3D Coordinates in MonoGame
Overview
Developing 3D games requires an understanding of how to manipulate objects in a 3D coordinate system. This walkthrough will cover how to
manipulate visual objects (specifically a Model). We’ll build on the concepts of controlling a model to create a 3D Camera class.
The concepts presented originate from linear algebra, but we’ll take a practical approach so that any user without a strong math background
can apply these concepts in their own games.

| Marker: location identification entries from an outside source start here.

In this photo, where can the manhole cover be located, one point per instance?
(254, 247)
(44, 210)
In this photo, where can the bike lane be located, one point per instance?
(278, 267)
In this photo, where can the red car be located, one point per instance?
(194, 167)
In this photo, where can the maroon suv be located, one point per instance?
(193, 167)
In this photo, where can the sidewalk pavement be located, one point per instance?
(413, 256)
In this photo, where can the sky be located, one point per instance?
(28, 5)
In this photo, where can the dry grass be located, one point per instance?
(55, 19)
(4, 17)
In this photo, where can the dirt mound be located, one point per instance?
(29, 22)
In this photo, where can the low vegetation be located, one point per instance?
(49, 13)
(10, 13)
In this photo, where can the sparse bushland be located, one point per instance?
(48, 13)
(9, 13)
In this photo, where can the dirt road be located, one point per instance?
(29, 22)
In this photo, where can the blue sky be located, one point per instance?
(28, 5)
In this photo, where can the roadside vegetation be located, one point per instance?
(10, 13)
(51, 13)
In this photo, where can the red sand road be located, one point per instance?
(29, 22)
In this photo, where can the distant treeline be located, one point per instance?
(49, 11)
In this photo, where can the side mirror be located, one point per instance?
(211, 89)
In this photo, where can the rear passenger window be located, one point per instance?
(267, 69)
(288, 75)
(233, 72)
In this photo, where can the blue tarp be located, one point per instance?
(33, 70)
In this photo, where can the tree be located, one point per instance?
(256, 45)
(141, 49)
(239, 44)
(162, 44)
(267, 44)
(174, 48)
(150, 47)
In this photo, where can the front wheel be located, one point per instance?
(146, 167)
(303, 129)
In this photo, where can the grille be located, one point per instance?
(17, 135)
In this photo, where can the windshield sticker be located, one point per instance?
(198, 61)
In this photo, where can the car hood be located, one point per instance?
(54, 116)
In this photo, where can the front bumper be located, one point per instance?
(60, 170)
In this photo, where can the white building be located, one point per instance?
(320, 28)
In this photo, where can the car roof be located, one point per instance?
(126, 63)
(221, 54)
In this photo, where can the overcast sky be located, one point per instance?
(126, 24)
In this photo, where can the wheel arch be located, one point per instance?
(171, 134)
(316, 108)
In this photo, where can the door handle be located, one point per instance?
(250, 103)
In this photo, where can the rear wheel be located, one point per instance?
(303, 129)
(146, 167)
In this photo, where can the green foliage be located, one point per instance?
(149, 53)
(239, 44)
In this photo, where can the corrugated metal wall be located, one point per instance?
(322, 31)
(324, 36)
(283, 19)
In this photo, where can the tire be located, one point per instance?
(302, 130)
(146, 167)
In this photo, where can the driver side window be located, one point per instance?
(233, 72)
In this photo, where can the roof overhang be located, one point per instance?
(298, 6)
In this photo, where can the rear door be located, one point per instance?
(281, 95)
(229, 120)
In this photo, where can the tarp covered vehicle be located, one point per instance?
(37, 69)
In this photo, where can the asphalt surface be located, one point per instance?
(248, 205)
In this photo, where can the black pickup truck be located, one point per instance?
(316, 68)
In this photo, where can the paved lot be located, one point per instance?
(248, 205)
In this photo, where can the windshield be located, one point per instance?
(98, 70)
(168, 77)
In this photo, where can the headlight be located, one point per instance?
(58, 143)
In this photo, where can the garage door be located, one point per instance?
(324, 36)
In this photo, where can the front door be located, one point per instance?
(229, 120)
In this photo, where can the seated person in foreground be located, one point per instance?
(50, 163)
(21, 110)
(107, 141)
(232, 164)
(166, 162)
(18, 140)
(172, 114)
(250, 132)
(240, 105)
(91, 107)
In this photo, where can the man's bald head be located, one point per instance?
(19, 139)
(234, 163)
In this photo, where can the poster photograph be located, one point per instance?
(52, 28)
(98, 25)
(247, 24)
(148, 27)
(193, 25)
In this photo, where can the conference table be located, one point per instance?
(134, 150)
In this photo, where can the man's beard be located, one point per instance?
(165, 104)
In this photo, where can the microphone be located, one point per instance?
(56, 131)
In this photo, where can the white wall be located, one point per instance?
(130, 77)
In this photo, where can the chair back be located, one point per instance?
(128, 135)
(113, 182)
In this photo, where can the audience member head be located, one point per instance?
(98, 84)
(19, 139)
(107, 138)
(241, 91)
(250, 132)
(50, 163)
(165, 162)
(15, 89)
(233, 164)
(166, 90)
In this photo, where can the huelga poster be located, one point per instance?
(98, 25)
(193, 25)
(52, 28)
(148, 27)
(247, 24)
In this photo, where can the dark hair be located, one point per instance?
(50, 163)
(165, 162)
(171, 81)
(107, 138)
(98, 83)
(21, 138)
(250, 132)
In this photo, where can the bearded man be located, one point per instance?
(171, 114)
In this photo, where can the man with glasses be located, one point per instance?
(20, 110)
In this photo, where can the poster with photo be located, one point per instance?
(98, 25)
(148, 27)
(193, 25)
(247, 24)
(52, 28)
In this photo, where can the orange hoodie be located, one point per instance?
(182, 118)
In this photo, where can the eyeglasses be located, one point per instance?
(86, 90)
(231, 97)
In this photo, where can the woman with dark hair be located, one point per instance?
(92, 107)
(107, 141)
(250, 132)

We’ll be covering the following topics:
Creating a Project
Creating a Robot Entity
Moving the Robot Entity
Matrix Multiplication
Creating the Camera Entity
Moving the Camera with Input
Once finished, we’ll have a project with a robot moving in a circle and a camera which can be controlled by touch input:
Creating a Project
This walkthrough focuses on moving objects in 3D space. We’ll begin with the project for rendering models and vertex arrays which can be
found here. Once downloaded, unzip and open the project to make sure it runs and we should see the following:
Creating a Robot Entity
Before we begin moving our robot around, we will create a Robot class to contain logic for drawing and movement. Game developers refer to
this encapsulation of logic and data as an entity.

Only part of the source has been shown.